Due to his participation in local political movements and the Angolan War of Independence, he was imprisoned again. The Portuguese authorities termed him a "mentor" of the nationalist movement in Angola and arrested him on 6 February 1961. He was held in solitary confinement at the Sao Paulo prison in Luanda for five months. During his exile, he also served as a co-editor for the Jornal de Angola in Luanda.

Despite his imprisonment, Shirodkar held a deep affection for the country, stating in his autobiography, Athwani Mhazhya Karavasachya Kalya Nilya Pannyacha, "The people of Angola are so wonderful. If there is such a thing as rebirth, I would want to be reborn in Angola."

After nearly 15 years of imprisonment and exile, Shirodkar was sent to Lisbon. He eventually returned to India via Karachi, arriving in May 1962, six months after the annexation of Goa.

== Post-liberation of Goa==
In 1963, Shirodkar became the vice-president of the Maharashtrawadi Gomantak Party (MGP).
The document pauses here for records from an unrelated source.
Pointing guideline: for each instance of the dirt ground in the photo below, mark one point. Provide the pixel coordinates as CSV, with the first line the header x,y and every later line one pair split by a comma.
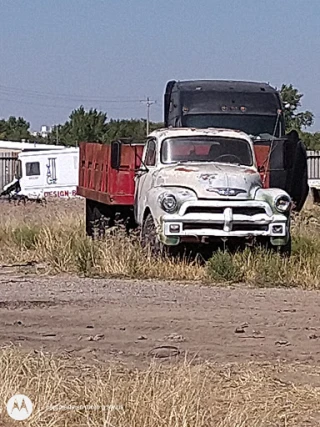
x,y
136,321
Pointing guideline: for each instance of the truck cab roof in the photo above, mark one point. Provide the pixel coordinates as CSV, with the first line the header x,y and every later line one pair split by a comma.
x,y
224,86
174,132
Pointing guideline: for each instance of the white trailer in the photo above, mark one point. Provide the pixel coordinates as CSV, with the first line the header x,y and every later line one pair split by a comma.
x,y
46,174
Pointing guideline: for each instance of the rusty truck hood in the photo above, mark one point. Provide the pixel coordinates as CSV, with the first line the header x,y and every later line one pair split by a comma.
x,y
211,180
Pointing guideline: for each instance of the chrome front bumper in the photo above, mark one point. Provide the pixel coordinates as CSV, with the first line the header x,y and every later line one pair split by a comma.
x,y
225,219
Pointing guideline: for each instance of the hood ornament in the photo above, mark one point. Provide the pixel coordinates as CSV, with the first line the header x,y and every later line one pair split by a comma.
x,y
226,191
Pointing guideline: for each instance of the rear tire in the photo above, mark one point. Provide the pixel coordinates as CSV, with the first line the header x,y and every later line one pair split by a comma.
x,y
285,250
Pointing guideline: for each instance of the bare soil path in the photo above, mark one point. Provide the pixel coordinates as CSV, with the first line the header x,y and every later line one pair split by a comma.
x,y
118,320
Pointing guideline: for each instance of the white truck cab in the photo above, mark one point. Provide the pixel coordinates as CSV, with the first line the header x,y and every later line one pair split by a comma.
x,y
200,185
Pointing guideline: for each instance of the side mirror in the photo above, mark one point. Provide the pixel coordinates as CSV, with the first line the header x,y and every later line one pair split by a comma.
x,y
142,169
115,155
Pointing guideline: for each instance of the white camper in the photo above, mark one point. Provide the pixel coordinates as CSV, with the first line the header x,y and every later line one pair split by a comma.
x,y
46,174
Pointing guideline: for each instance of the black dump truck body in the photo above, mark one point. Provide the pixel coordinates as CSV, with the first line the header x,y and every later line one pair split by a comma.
x,y
252,107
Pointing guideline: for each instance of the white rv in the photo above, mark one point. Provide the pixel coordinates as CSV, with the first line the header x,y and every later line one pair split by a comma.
x,y
46,174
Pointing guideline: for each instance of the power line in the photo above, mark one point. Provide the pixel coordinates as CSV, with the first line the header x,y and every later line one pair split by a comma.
x,y
10,90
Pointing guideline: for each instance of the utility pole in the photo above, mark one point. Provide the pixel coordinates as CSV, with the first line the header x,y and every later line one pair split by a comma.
x,y
148,103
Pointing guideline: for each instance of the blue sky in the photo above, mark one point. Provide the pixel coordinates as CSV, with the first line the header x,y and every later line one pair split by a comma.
x,y
110,54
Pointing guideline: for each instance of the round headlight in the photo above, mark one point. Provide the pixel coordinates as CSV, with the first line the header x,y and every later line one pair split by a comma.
x,y
283,203
169,203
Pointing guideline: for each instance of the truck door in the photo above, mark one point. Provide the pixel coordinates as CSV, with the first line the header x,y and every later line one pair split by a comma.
x,y
143,178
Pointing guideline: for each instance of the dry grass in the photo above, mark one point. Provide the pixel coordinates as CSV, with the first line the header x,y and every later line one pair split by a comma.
x,y
174,396
53,236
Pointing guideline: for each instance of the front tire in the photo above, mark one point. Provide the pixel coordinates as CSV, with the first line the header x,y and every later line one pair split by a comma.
x,y
149,238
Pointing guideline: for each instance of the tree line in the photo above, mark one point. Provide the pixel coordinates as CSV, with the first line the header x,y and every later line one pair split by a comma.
x,y
93,125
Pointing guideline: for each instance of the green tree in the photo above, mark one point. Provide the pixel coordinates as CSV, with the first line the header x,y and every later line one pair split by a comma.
x,y
14,129
82,125
294,119
135,129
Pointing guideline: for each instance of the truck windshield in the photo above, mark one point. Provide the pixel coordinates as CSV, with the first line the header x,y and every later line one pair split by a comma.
x,y
252,125
206,149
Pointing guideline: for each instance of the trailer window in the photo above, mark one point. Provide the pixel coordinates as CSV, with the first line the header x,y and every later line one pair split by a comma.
x,y
32,169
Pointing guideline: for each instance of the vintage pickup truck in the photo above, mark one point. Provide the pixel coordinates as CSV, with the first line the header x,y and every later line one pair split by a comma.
x,y
191,186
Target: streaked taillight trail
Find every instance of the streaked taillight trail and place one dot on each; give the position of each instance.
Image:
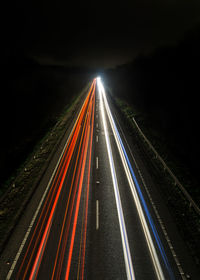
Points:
(77, 151)
(70, 184)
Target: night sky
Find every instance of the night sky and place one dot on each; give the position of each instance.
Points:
(95, 33)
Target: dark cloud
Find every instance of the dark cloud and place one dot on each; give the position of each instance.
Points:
(96, 32)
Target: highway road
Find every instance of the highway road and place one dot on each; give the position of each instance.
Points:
(97, 215)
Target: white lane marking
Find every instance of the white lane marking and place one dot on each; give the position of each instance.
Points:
(97, 162)
(124, 238)
(97, 214)
(39, 206)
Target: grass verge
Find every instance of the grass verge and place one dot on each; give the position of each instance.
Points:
(186, 219)
(19, 188)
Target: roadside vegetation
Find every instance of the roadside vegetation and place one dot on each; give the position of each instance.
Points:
(186, 219)
(18, 189)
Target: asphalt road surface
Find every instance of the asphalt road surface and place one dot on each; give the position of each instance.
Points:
(97, 214)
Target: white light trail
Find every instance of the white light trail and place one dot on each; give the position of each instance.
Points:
(147, 234)
(125, 244)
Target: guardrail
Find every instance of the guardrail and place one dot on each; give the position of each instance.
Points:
(176, 181)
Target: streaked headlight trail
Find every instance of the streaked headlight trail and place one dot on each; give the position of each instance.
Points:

He successfully contested the 1964 general elections from the Shivole constituency. Following his election, he was chosen unopposed as the first Speaker of the Goa, Daman and Diu Legislative Assembly.

Later in his career, he left the MGP to join the Lok Dal, serving as its president, and subsequently became the Vice-President of the Janata Party in Goa.

== Literary works ==
Shirodkar was a strong advocate for the Marathi language and served as the Chairman of the Marathi State Language Establishment Committee. He was also an honorary fellow of the Gomantak Marathi Academy. While incarcerated in Angola, he translated Bal Gangadhar Tilak's Shrimad Bhagavad Gita Rahasya into the Portuguese language.

The manuscript remained unpublished for decades until his four children, including historian Prakashchandra Pandurang Shirodkar, funded its publication. It was released by the Xavier Centre of Historical Research in October 2016 to mark his birth centenary.

His literary works include books in Marathi, Konkani, English, and Portuguese. Notable works include:
- Bhartiya Samajvighatak Jativarna Visvastha (Marathi) – Winner of the Goa Kala Academy Award.
- Itihasachya Drishtikonatun Gomantakatil Marathi Paramparacha Udgam va Vikas (Marathi).
- Athwani Mhazhya Karavasachya Kalya Nilya Pannyacha (Marathi) – An autobiography detailed his time in Angola.

== Awards and accolades ==
In recognition of his contributions to the freedom struggle, the Government of India awarded him the Tamra Patra in 1973. The Government of Goa honored him on 18 June (Goa Revolution Day). Additionally, he was conferred the title of 'Rashtraveer' at the 13th session of the All India Freedom Fighters Committee in Sarnath. The Government of India also recognised his contributions to a book on the origin and development of Marathi language.